One is that two thirds of the Commons votes for a dissolution of parliament. So effectively that would require both the Tories and Labour to vote for one. That is perhaps the most likely way it will happen. Because I simply cannot see politically how Labour refuses a general election no matter how frit they might be of the consequences (especially if Corbyn is still leader). Can you imagine the utter derision that will be poured on them if they deny the public the opportunity of a fresh election given how fundamentally the tectonic plates of UK politics have now shifted?
But if Labour make that dreadful miscalculation then all the new PM has to do is call a vote of no confidence in him or herself, bring down his/her own government and then wait two weeks. When no stable alternative government can be formed (which of course with the current parliamentary numbers would be impossible) then an election is triggered by default. A bit more messy but would get us to the same place. You could certainly imagine a politician with the sheer chutzpah of Boris Johnson delighting in the opportunity to use a mechanism like this.
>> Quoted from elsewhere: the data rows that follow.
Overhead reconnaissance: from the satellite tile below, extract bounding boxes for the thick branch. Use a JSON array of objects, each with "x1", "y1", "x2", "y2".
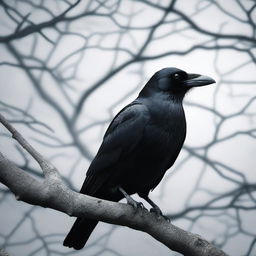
[{"x1": 0, "y1": 116, "x2": 226, "y2": 256}]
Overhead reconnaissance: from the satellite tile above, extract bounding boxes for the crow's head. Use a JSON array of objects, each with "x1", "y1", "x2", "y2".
[{"x1": 140, "y1": 68, "x2": 215, "y2": 99}]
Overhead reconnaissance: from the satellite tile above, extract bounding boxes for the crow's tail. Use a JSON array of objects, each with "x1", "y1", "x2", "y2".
[{"x1": 63, "y1": 218, "x2": 98, "y2": 250}]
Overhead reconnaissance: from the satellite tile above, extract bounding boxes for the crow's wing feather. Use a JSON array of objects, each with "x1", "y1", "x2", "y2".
[{"x1": 80, "y1": 102, "x2": 149, "y2": 195}]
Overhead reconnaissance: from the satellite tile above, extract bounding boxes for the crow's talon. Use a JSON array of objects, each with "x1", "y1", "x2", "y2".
[{"x1": 150, "y1": 207, "x2": 170, "y2": 222}]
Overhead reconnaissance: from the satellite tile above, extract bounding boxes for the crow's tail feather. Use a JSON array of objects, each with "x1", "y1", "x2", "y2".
[{"x1": 63, "y1": 218, "x2": 98, "y2": 250}]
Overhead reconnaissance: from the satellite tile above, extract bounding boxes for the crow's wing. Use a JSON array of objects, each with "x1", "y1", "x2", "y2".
[{"x1": 80, "y1": 102, "x2": 150, "y2": 195}]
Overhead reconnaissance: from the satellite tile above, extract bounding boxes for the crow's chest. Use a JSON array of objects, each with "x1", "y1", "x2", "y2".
[{"x1": 145, "y1": 101, "x2": 186, "y2": 149}]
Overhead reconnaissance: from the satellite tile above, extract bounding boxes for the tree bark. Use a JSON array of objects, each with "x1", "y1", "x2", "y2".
[{"x1": 0, "y1": 115, "x2": 227, "y2": 256}]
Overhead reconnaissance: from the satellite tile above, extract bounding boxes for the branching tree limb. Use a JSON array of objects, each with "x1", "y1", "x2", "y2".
[{"x1": 0, "y1": 115, "x2": 227, "y2": 256}]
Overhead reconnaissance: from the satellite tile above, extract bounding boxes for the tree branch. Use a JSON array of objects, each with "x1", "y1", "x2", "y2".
[{"x1": 0, "y1": 114, "x2": 227, "y2": 256}]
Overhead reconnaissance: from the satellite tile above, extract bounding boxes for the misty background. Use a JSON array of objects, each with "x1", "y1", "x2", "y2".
[{"x1": 0, "y1": 0, "x2": 256, "y2": 256}]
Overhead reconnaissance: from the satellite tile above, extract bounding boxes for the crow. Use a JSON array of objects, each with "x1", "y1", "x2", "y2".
[{"x1": 63, "y1": 68, "x2": 215, "y2": 250}]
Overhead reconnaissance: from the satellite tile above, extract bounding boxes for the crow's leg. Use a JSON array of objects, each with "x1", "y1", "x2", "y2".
[
  {"x1": 118, "y1": 187, "x2": 145, "y2": 210},
  {"x1": 139, "y1": 195, "x2": 170, "y2": 221}
]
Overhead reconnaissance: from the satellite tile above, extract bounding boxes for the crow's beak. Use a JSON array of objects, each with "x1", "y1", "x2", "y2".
[{"x1": 183, "y1": 74, "x2": 215, "y2": 87}]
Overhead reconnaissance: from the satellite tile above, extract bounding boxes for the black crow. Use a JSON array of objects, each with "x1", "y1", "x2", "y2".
[{"x1": 63, "y1": 68, "x2": 215, "y2": 250}]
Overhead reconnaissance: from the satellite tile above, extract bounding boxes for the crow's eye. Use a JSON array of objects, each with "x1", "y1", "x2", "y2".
[{"x1": 173, "y1": 73, "x2": 180, "y2": 80}]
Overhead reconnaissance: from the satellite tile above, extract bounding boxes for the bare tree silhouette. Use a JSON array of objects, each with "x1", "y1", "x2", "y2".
[{"x1": 0, "y1": 0, "x2": 256, "y2": 256}]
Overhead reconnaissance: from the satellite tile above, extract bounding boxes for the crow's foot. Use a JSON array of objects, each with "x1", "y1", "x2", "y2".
[{"x1": 118, "y1": 187, "x2": 146, "y2": 210}]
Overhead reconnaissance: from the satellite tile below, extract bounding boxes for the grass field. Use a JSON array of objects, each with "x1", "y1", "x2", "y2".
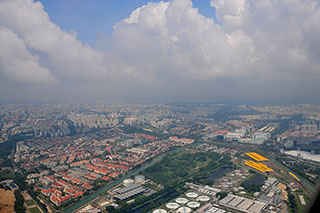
[
  {"x1": 29, "y1": 207, "x2": 41, "y2": 213},
  {"x1": 0, "y1": 189, "x2": 15, "y2": 213},
  {"x1": 144, "y1": 151, "x2": 221, "y2": 185},
  {"x1": 26, "y1": 200, "x2": 35, "y2": 206}
]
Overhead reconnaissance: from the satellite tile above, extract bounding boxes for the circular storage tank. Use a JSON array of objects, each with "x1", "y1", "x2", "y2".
[
  {"x1": 197, "y1": 195, "x2": 210, "y2": 202},
  {"x1": 187, "y1": 201, "x2": 200, "y2": 209},
  {"x1": 152, "y1": 209, "x2": 167, "y2": 213},
  {"x1": 166, "y1": 202, "x2": 179, "y2": 209},
  {"x1": 176, "y1": 197, "x2": 189, "y2": 204},
  {"x1": 178, "y1": 206, "x2": 191, "y2": 213},
  {"x1": 186, "y1": 192, "x2": 198, "y2": 198},
  {"x1": 134, "y1": 175, "x2": 146, "y2": 183},
  {"x1": 123, "y1": 179, "x2": 133, "y2": 186}
]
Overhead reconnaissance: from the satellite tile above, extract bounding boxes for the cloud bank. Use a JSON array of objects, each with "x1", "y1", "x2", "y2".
[{"x1": 0, "y1": 0, "x2": 320, "y2": 100}]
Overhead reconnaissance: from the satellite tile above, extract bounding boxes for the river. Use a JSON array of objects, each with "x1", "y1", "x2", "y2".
[{"x1": 62, "y1": 148, "x2": 181, "y2": 212}]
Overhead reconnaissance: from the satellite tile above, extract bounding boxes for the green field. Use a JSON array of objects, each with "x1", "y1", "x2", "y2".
[
  {"x1": 144, "y1": 151, "x2": 230, "y2": 185},
  {"x1": 26, "y1": 200, "x2": 35, "y2": 206},
  {"x1": 29, "y1": 207, "x2": 41, "y2": 213}
]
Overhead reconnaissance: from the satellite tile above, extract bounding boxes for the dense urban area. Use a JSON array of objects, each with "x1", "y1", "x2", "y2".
[{"x1": 0, "y1": 102, "x2": 320, "y2": 213}]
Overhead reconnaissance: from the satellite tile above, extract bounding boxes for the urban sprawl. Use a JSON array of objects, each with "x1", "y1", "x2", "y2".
[{"x1": 0, "y1": 102, "x2": 320, "y2": 213}]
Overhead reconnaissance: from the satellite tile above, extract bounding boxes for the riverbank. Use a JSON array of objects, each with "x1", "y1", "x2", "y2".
[{"x1": 62, "y1": 148, "x2": 183, "y2": 213}]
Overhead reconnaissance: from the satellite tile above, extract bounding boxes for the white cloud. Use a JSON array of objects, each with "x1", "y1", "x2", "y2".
[
  {"x1": 114, "y1": 0, "x2": 320, "y2": 83},
  {"x1": 0, "y1": 27, "x2": 55, "y2": 83},
  {"x1": 0, "y1": 0, "x2": 124, "y2": 82},
  {"x1": 0, "y1": 0, "x2": 320, "y2": 102}
]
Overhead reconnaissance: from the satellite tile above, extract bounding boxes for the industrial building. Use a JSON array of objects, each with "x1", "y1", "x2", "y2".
[{"x1": 219, "y1": 194, "x2": 267, "y2": 213}]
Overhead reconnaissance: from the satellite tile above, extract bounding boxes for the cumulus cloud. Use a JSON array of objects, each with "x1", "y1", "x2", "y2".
[
  {"x1": 0, "y1": 0, "x2": 124, "y2": 82},
  {"x1": 0, "y1": 0, "x2": 320, "y2": 102},
  {"x1": 0, "y1": 27, "x2": 55, "y2": 83},
  {"x1": 114, "y1": 0, "x2": 319, "y2": 83}
]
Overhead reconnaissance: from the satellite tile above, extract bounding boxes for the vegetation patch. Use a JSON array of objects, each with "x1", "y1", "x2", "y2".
[{"x1": 144, "y1": 151, "x2": 221, "y2": 185}]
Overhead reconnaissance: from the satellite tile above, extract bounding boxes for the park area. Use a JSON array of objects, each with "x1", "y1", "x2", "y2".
[{"x1": 0, "y1": 189, "x2": 15, "y2": 213}]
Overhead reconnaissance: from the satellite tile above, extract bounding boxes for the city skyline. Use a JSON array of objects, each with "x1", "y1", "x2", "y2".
[{"x1": 0, "y1": 0, "x2": 320, "y2": 103}]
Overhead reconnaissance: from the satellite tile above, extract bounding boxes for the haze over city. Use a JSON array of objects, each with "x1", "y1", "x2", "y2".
[
  {"x1": 0, "y1": 0, "x2": 320, "y2": 213},
  {"x1": 0, "y1": 0, "x2": 320, "y2": 103}
]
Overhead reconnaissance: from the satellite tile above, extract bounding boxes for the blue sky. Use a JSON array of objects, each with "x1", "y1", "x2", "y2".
[
  {"x1": 0, "y1": 0, "x2": 320, "y2": 102},
  {"x1": 40, "y1": 0, "x2": 215, "y2": 45}
]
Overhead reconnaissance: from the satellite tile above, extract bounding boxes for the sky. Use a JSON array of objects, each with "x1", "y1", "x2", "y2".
[{"x1": 0, "y1": 0, "x2": 320, "y2": 103}]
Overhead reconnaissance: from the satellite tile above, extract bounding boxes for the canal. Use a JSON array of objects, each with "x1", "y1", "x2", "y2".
[{"x1": 62, "y1": 148, "x2": 182, "y2": 212}]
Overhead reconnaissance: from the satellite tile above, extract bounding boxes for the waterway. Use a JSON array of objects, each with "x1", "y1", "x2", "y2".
[{"x1": 62, "y1": 148, "x2": 182, "y2": 212}]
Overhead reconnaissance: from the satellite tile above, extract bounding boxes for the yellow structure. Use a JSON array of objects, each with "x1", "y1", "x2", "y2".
[
  {"x1": 244, "y1": 160, "x2": 273, "y2": 172},
  {"x1": 246, "y1": 152, "x2": 269, "y2": 162}
]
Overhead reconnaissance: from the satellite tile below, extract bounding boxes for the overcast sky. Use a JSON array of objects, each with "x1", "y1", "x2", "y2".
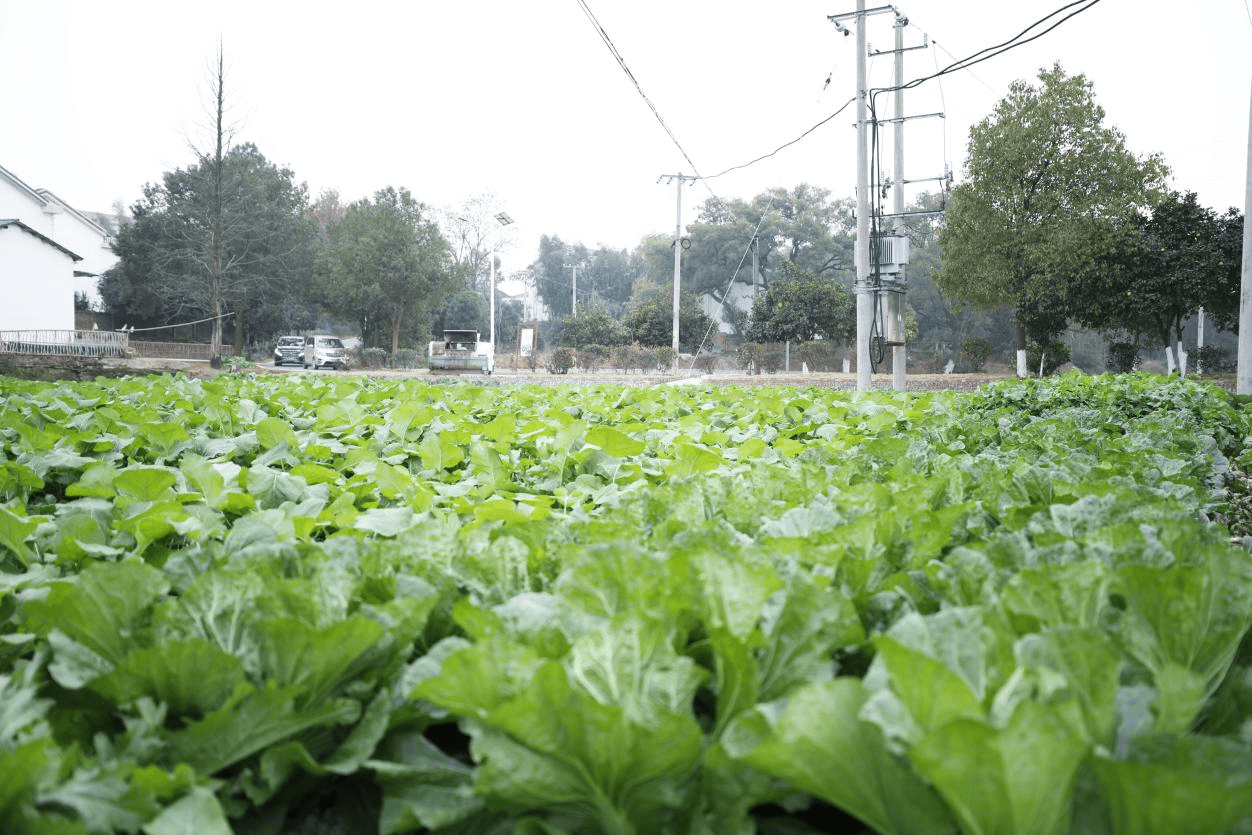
[{"x1": 0, "y1": 0, "x2": 1252, "y2": 273}]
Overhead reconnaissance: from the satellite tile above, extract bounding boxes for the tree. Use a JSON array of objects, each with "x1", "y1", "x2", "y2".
[
  {"x1": 100, "y1": 144, "x2": 316, "y2": 357},
  {"x1": 530, "y1": 235, "x2": 588, "y2": 318},
  {"x1": 746, "y1": 262, "x2": 856, "y2": 342},
  {"x1": 670, "y1": 184, "x2": 856, "y2": 298},
  {"x1": 1069, "y1": 192, "x2": 1242, "y2": 372},
  {"x1": 560, "y1": 305, "x2": 626, "y2": 348},
  {"x1": 317, "y1": 187, "x2": 457, "y2": 353},
  {"x1": 622, "y1": 288, "x2": 712, "y2": 351},
  {"x1": 528, "y1": 235, "x2": 639, "y2": 318},
  {"x1": 938, "y1": 64, "x2": 1168, "y2": 374}
]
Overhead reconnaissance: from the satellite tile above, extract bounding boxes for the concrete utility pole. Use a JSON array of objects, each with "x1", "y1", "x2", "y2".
[
  {"x1": 855, "y1": 0, "x2": 874, "y2": 389},
  {"x1": 566, "y1": 264, "x2": 578, "y2": 315},
  {"x1": 490, "y1": 212, "x2": 513, "y2": 351},
  {"x1": 656, "y1": 174, "x2": 700, "y2": 368},
  {"x1": 1234, "y1": 77, "x2": 1252, "y2": 394},
  {"x1": 891, "y1": 14, "x2": 909, "y2": 392}
]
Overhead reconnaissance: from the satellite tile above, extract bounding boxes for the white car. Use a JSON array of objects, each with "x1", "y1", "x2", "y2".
[
  {"x1": 274, "y1": 337, "x2": 304, "y2": 366},
  {"x1": 304, "y1": 336, "x2": 349, "y2": 371}
]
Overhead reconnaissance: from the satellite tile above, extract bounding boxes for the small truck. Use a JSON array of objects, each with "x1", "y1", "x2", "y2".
[{"x1": 426, "y1": 330, "x2": 496, "y2": 374}]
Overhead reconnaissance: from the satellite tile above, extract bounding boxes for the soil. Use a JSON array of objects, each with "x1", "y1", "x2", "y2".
[{"x1": 97, "y1": 358, "x2": 1009, "y2": 392}]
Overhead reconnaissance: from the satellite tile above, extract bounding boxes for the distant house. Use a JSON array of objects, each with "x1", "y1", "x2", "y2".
[{"x1": 0, "y1": 166, "x2": 118, "y2": 330}]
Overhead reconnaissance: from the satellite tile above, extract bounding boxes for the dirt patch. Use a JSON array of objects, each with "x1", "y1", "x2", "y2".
[{"x1": 97, "y1": 357, "x2": 1008, "y2": 392}]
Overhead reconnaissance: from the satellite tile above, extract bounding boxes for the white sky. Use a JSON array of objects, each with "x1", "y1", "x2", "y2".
[{"x1": 0, "y1": 0, "x2": 1252, "y2": 274}]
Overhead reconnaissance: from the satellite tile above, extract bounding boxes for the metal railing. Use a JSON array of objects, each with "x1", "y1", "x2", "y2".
[{"x1": 0, "y1": 330, "x2": 130, "y2": 357}]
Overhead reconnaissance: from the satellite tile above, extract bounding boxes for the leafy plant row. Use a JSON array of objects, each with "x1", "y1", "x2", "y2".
[{"x1": 0, "y1": 376, "x2": 1252, "y2": 835}]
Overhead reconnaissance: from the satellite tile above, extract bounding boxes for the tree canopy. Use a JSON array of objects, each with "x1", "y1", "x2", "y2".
[
  {"x1": 1068, "y1": 192, "x2": 1243, "y2": 363},
  {"x1": 669, "y1": 184, "x2": 856, "y2": 298},
  {"x1": 938, "y1": 64, "x2": 1168, "y2": 363},
  {"x1": 746, "y1": 262, "x2": 856, "y2": 342},
  {"x1": 100, "y1": 144, "x2": 316, "y2": 356},
  {"x1": 622, "y1": 287, "x2": 712, "y2": 352},
  {"x1": 317, "y1": 187, "x2": 456, "y2": 352}
]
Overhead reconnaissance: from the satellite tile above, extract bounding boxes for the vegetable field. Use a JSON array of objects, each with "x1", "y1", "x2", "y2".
[{"x1": 0, "y1": 376, "x2": 1252, "y2": 835}]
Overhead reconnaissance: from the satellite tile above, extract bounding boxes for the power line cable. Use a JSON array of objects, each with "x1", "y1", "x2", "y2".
[
  {"x1": 578, "y1": 0, "x2": 700, "y2": 177},
  {"x1": 705, "y1": 96, "x2": 856, "y2": 180},
  {"x1": 711, "y1": 0, "x2": 1101, "y2": 180}
]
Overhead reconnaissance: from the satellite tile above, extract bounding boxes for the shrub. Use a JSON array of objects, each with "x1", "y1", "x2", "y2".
[
  {"x1": 735, "y1": 342, "x2": 765, "y2": 374},
  {"x1": 578, "y1": 346, "x2": 608, "y2": 371},
  {"x1": 791, "y1": 339, "x2": 843, "y2": 371},
  {"x1": 1025, "y1": 339, "x2": 1069, "y2": 377},
  {"x1": 1106, "y1": 342, "x2": 1139, "y2": 374},
  {"x1": 695, "y1": 353, "x2": 721, "y2": 374},
  {"x1": 356, "y1": 346, "x2": 387, "y2": 368},
  {"x1": 1196, "y1": 346, "x2": 1238, "y2": 374},
  {"x1": 546, "y1": 348, "x2": 573, "y2": 374},
  {"x1": 391, "y1": 348, "x2": 426, "y2": 368},
  {"x1": 960, "y1": 339, "x2": 992, "y2": 372}
]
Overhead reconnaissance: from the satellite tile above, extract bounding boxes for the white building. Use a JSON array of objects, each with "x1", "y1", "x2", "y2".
[{"x1": 0, "y1": 166, "x2": 118, "y2": 330}]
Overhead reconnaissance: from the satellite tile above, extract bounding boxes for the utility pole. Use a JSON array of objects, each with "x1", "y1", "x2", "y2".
[
  {"x1": 656, "y1": 174, "x2": 700, "y2": 368},
  {"x1": 1234, "y1": 76, "x2": 1252, "y2": 394},
  {"x1": 488, "y1": 212, "x2": 513, "y2": 351},
  {"x1": 566, "y1": 264, "x2": 578, "y2": 315},
  {"x1": 891, "y1": 13, "x2": 909, "y2": 392},
  {"x1": 855, "y1": 0, "x2": 874, "y2": 389},
  {"x1": 829, "y1": 0, "x2": 944, "y2": 391},
  {"x1": 752, "y1": 235, "x2": 761, "y2": 304}
]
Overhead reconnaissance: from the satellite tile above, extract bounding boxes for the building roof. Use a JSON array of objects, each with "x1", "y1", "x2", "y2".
[{"x1": 0, "y1": 218, "x2": 83, "y2": 260}]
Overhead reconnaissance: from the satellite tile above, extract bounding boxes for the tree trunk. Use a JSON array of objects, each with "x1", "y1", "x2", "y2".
[
  {"x1": 1013, "y1": 319, "x2": 1030, "y2": 378},
  {"x1": 234, "y1": 305, "x2": 245, "y2": 357}
]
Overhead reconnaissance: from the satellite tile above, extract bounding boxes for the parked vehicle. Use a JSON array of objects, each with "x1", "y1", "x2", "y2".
[
  {"x1": 304, "y1": 336, "x2": 349, "y2": 371},
  {"x1": 274, "y1": 337, "x2": 304, "y2": 366},
  {"x1": 426, "y1": 330, "x2": 496, "y2": 374}
]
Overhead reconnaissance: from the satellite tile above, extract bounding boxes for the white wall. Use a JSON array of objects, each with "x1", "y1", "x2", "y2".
[{"x1": 0, "y1": 226, "x2": 74, "y2": 330}]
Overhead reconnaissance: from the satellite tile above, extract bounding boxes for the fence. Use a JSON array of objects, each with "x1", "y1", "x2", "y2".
[
  {"x1": 130, "y1": 339, "x2": 244, "y2": 359},
  {"x1": 0, "y1": 330, "x2": 129, "y2": 357}
]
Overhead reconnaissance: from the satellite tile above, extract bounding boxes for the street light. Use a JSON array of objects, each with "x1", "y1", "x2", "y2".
[{"x1": 491, "y1": 212, "x2": 513, "y2": 353}]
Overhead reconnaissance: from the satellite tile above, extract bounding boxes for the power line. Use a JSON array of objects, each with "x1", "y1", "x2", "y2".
[
  {"x1": 705, "y1": 96, "x2": 856, "y2": 180},
  {"x1": 578, "y1": 0, "x2": 700, "y2": 177},
  {"x1": 711, "y1": 0, "x2": 1101, "y2": 180}
]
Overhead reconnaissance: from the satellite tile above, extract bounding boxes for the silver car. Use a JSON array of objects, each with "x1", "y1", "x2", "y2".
[{"x1": 274, "y1": 337, "x2": 304, "y2": 366}]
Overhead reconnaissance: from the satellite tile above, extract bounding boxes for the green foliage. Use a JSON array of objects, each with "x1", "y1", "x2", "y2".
[
  {"x1": 681, "y1": 184, "x2": 856, "y2": 294},
  {"x1": 578, "y1": 344, "x2": 611, "y2": 371},
  {"x1": 936, "y1": 65, "x2": 1168, "y2": 347},
  {"x1": 0, "y1": 374, "x2": 1252, "y2": 835},
  {"x1": 1070, "y1": 192, "x2": 1243, "y2": 346},
  {"x1": 1025, "y1": 339, "x2": 1069, "y2": 377},
  {"x1": 530, "y1": 241, "x2": 637, "y2": 318},
  {"x1": 746, "y1": 262, "x2": 856, "y2": 342},
  {"x1": 1108, "y1": 341, "x2": 1139, "y2": 373},
  {"x1": 99, "y1": 144, "x2": 316, "y2": 344},
  {"x1": 558, "y1": 307, "x2": 626, "y2": 348},
  {"x1": 1197, "y1": 346, "x2": 1237, "y2": 374},
  {"x1": 960, "y1": 339, "x2": 992, "y2": 372},
  {"x1": 622, "y1": 289, "x2": 712, "y2": 351},
  {"x1": 545, "y1": 348, "x2": 575, "y2": 374}
]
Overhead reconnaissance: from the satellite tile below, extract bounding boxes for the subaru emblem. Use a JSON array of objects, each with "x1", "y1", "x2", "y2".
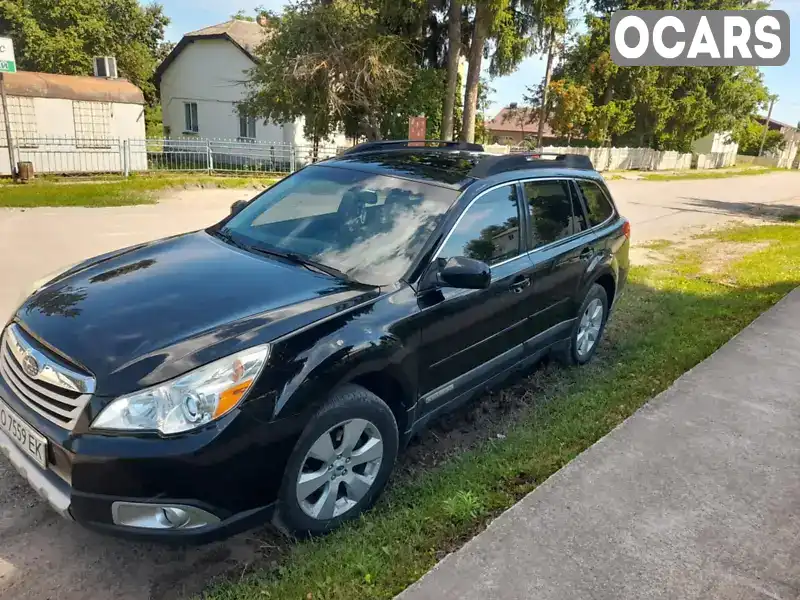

To bring down his own government in order to rise phoenix-like from the flames in an even more powerful position.
Finally if the new PM wants to short-circuit all of that they could simply invoke emergency legislation to repeal the Fixed-term Parliaments Act. That only requires a bare majority in the Commons and I doubt the Lords would do anything to stop it given the current circumstances. Then they would be free to call an election whenever they wanted, old-school style.
So three different ways to achieve the ends required. I would guess number one will happen but even if it has to be one of the other ways I am certain we will have an election within the next 12 months, quite possibly later this year.
In fact as Thursday evening bled into Friday morning and I became more and more convinced that Brexit was going to win I put some money on with the only remaining online bookies who were still taking bets on this market backing a general election in 2016 and covering one in 2017 too. About 30 minutes after I placed this bet the online site took the market down. I got odds of 10-1 for both bets.
I put my money where my mouth is. Mark my words, we'll be going to the polls again before very long.